1. Is it Christ-centered? Does my sermon clearly point to Jesus as the Creator, Savior, Risen Lord, Heavenly Mediator and/or Soon-coming King? Does the message make it clear that Jesus is my Best Friend? Or is it just religious talk?

“Their discourses and conduct and conversation should be of a nature that will lead men to the conclusion that these ministers are men of thought, of solidity of character, men who fear and love their heavenly Father. They should win the confidence of the people, so that those who listen to the preaching may know that the ministers have not come with some cunningly devised fable, but that their words are words of worth, a testimony that demands thought and attention. Let the people see you exalting Jesus, and hiding self.”Review and Herald, April 26, 1892. {Evangelism p. 170.3}

The second coming of the Son of man is to be the wonderful theme kept before the people. Here is a subject that should not be left out of our discourses. Eternal realities must be kept before the mind’s eye, and the attractions of the world will appear as they are, altogether profitless as vanity…” {Evangelism p. 220}.

2. Is it Bible-based? Does my sermon clearly use the Bible as the foundation for my main points? Does my message allow God’s Word to have the final word? Or did I just get some good idea from a Readers’ Digest article then look for Bible texts to support it?

“You need to carefully select your subject, make your discourses short, and important points of doctrine very plain. Take up one point at a time in a discourse, make it strong and clear and plain, with reasons drawn from the Word of God that all may understand….” {Manuscript Releases vol. 6 p. 180.1}

3. Is it practical? Is my sermon filled with word pictures, illustrations from everyday life, stories of changed lives, etc. that make it useful and practical for the hearers? Do the illustrations really bring home the Biblical truth or am I tempted to use them just for a quick laugh? Bob Logan, a Baptist church planting specialist, says “Tell me what illustrations you’ve use for the last 12 months and I’ll tell you what is going well or poorly at your church.” Jesus spoke to the crowds mainly in stories (Matthew 13:34).
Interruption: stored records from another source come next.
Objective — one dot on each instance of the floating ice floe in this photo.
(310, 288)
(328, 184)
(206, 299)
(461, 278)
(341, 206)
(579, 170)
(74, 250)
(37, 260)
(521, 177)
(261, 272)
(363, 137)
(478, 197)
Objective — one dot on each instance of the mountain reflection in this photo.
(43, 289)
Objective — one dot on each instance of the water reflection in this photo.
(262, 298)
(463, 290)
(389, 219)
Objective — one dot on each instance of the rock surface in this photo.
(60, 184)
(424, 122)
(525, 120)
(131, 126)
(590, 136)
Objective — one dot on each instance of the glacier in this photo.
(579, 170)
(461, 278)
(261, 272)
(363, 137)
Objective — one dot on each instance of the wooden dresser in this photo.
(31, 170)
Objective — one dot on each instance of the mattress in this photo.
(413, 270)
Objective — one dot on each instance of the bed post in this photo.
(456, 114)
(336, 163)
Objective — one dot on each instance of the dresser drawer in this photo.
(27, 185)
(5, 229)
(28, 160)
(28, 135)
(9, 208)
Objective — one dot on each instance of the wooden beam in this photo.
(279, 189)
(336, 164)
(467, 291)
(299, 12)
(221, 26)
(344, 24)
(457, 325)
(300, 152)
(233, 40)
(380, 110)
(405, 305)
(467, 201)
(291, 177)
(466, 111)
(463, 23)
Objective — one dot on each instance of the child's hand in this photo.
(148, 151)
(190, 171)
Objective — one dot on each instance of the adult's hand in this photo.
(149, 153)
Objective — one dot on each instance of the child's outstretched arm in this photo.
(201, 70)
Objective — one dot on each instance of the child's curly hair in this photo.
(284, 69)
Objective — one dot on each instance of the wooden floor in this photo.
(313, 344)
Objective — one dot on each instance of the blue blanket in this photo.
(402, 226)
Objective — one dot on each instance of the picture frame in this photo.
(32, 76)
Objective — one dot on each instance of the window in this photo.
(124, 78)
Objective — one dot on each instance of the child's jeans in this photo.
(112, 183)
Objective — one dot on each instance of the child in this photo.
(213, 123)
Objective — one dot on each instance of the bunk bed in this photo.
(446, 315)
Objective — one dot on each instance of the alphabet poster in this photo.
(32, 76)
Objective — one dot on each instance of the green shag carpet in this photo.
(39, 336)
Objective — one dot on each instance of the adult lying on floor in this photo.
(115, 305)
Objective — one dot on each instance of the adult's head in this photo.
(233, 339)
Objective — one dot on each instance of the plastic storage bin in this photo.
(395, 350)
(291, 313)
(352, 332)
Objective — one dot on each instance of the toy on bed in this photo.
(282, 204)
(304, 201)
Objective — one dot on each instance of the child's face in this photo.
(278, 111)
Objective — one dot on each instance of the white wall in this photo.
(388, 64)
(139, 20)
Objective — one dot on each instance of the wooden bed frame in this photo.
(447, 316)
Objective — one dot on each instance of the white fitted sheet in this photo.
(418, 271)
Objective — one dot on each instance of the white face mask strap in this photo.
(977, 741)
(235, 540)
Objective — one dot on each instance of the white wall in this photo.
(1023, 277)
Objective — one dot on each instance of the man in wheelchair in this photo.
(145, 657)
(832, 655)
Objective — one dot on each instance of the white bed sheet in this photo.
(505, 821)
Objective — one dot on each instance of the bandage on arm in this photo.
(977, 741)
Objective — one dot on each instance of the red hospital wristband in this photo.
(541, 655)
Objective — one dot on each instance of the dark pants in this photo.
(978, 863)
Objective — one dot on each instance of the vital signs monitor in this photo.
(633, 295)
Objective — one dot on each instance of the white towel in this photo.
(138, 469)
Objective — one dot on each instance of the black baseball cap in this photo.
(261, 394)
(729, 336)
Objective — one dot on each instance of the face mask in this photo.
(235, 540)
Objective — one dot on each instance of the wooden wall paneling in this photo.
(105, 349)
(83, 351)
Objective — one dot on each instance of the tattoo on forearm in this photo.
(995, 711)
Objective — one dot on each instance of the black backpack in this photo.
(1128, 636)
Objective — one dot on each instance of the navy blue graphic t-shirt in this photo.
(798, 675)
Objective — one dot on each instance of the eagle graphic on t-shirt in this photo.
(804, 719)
“In Christ’s teaching there is no long, far-fetched, complicated reasoning. He comes right to the point. In His ministry He read every heart as an open book, and from the inexhaustible store of His treasure house He drew things both new and old to illustrate and enforce His teachings. He touched the heart, and awakened the sympathies.” {Evangelism p. 171.2}

4. Does it call for action? When the truth is presented in a Christ-centered, Bible-based, practical way, what specific invitation(s) will I make? What is something I can invite the audience to do now or this coming week that will take them a step closer to the kingdom of heaven? My friend Pastor Harvey Kornegay says, “It’s not right to put all the good food on the table and then never say, ‘Let’s eat’!”

“There are souls in every congregation who are hesitating, almost persuaded to be wholly for God. The decision is being made for time and for eternity; but it is too often the case that the minister has not the spirit and power of the message of truth in his own heart, hence no direct appeals are made to those souls that are trembling in the balance. The result is that impressions are not deepened upon the hearts of the convicted ones; and they leave the meeting feeling less inclined to accept the service of Christ than when they came. They decide to wait for a more favorable opportunity; but it never comes.”–Testimonies, vol. 4, p. 447. (1880) {Evangelism p. 279.3}

As I looked at my sermon and asked the four questions I saw that I needed to make a few adjustments. An insight about Jesus here, a clarified point based on the Bible there, a different illustration to make this point, and a clearer appeal there. It only took about 15 minutes. But the difference on Sabbath morning might have made a difference for eternity!